The so called Hudud Bill is in fact a private members bill aimed at amending the Sharia Courts (Criminal Jurisdiction) Act 1965 so as to enable Islamic courts in Kelantan to enforce higher penalties for Islamic offences listed under state jurisdiction in the Federal Constitution (art.74, sched. 9. List II). Clearly, as Rosli Dahlan and Fawza Sabila Faudzi argue with cited authorities, “Syariah law is only applicable to Muslims and only as personal law, with provision for certain offences against the precepts of Islam.” Arguably, ‘Hudud’ is a misnomer for a bill that seems to be about enhancing the Shariah court’s power to punish and not about increasing the ambit of the offences under sharia jurisdiction.
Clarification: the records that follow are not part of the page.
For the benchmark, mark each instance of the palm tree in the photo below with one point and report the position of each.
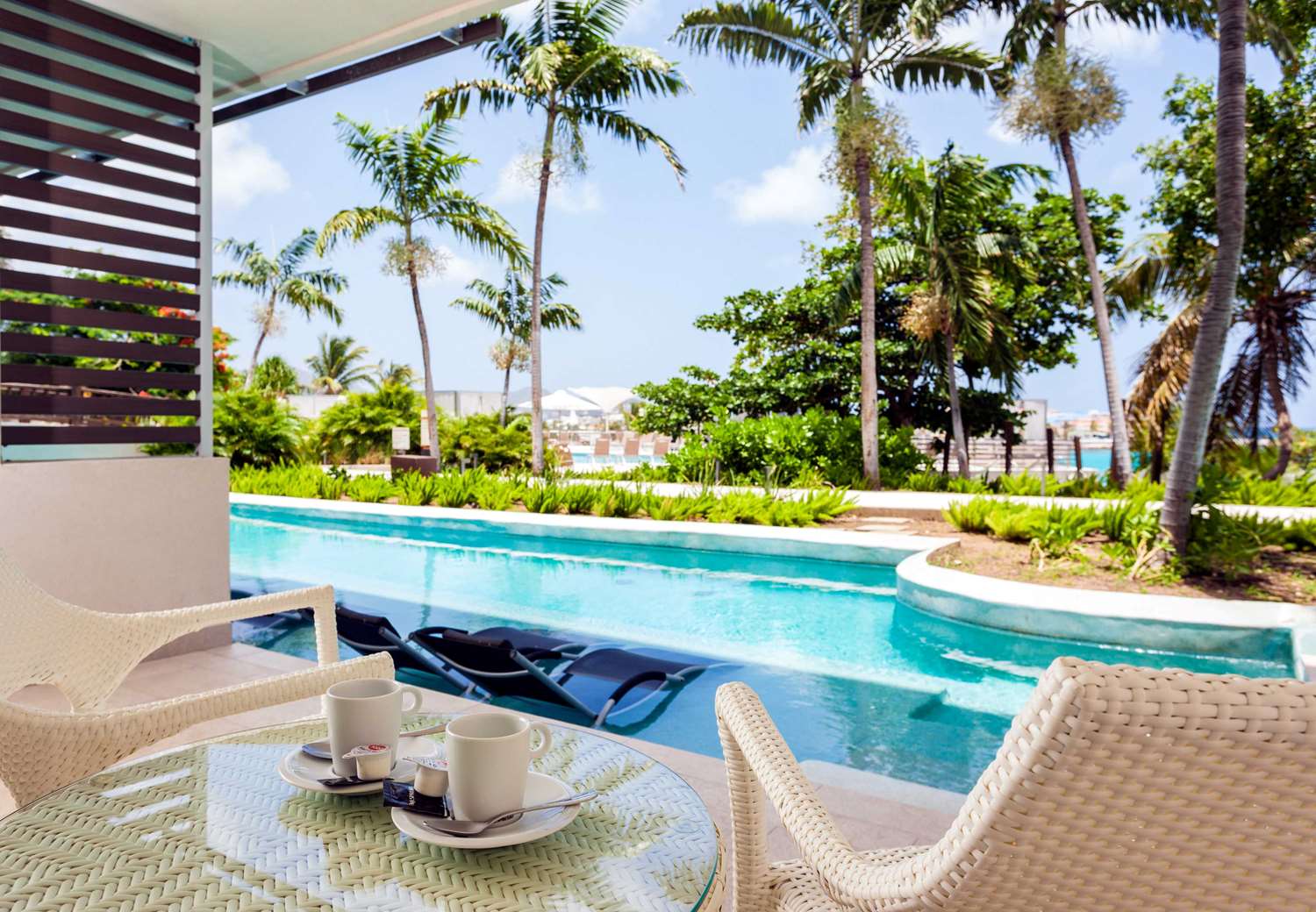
(837, 46)
(942, 204)
(565, 66)
(339, 365)
(1270, 363)
(392, 374)
(281, 281)
(507, 308)
(416, 176)
(1218, 313)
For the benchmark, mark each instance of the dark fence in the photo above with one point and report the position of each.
(99, 147)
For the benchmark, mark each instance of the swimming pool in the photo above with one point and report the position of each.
(850, 674)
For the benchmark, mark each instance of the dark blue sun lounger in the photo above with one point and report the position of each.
(503, 667)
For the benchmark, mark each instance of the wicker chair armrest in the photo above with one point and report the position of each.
(170, 624)
(760, 761)
(81, 744)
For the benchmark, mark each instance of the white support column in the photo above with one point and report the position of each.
(205, 70)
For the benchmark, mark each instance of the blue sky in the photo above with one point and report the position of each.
(644, 257)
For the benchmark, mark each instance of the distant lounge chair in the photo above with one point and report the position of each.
(375, 633)
(505, 669)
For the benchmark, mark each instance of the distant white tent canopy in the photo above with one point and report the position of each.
(610, 399)
(565, 400)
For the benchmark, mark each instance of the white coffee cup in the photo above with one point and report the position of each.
(489, 759)
(365, 711)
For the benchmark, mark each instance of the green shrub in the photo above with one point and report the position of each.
(619, 502)
(255, 429)
(792, 449)
(370, 488)
(361, 428)
(542, 498)
(413, 488)
(970, 515)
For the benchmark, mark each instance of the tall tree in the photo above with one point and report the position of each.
(416, 174)
(339, 365)
(281, 281)
(839, 47)
(1218, 313)
(507, 310)
(566, 68)
(1063, 96)
(945, 208)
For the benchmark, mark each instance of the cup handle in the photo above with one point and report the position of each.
(545, 740)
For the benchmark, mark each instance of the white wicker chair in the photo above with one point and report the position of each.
(87, 654)
(1116, 788)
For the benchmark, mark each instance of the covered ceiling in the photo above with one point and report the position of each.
(261, 45)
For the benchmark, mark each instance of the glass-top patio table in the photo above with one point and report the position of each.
(213, 827)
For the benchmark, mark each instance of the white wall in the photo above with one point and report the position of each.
(123, 535)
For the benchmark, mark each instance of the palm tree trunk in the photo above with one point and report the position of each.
(431, 412)
(536, 279)
(1218, 313)
(260, 339)
(1121, 461)
(255, 355)
(868, 324)
(507, 386)
(957, 421)
(1284, 423)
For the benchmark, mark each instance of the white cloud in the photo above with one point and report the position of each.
(1099, 36)
(1116, 41)
(519, 183)
(998, 131)
(792, 192)
(244, 168)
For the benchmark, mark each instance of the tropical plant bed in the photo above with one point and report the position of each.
(1279, 575)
Nevertheless, such Sharia punishments are presently limited to jail terms of three years, whipping of six strokes, or fines of up to RM5,000 and so this amendment, which in its original form did not specify or limit the new punishments, has the potential to significantly raise the impact of Sharia in the administration of Malaysian society. In its present amended form, the proposed bill now limits the punishments to 30 years jail, RM100,000 fine and 100. When the bill was initially proposed, Khalid Samad of Parti Amanah, believed that it was unlikely to pass or even to be tabled. At that time, he seemed to be suggesting that the lack of consideration and granularity in this proposed legislation was an indication that the Bill was not conceived as a serious instrument of administration but as rhetoric for the upcoming general elections. Indeed, we should be reading this bill closely, in relation to the current state of Islamic legislation and practices, rather that in terms of utopian or dystopian projections of Hudud.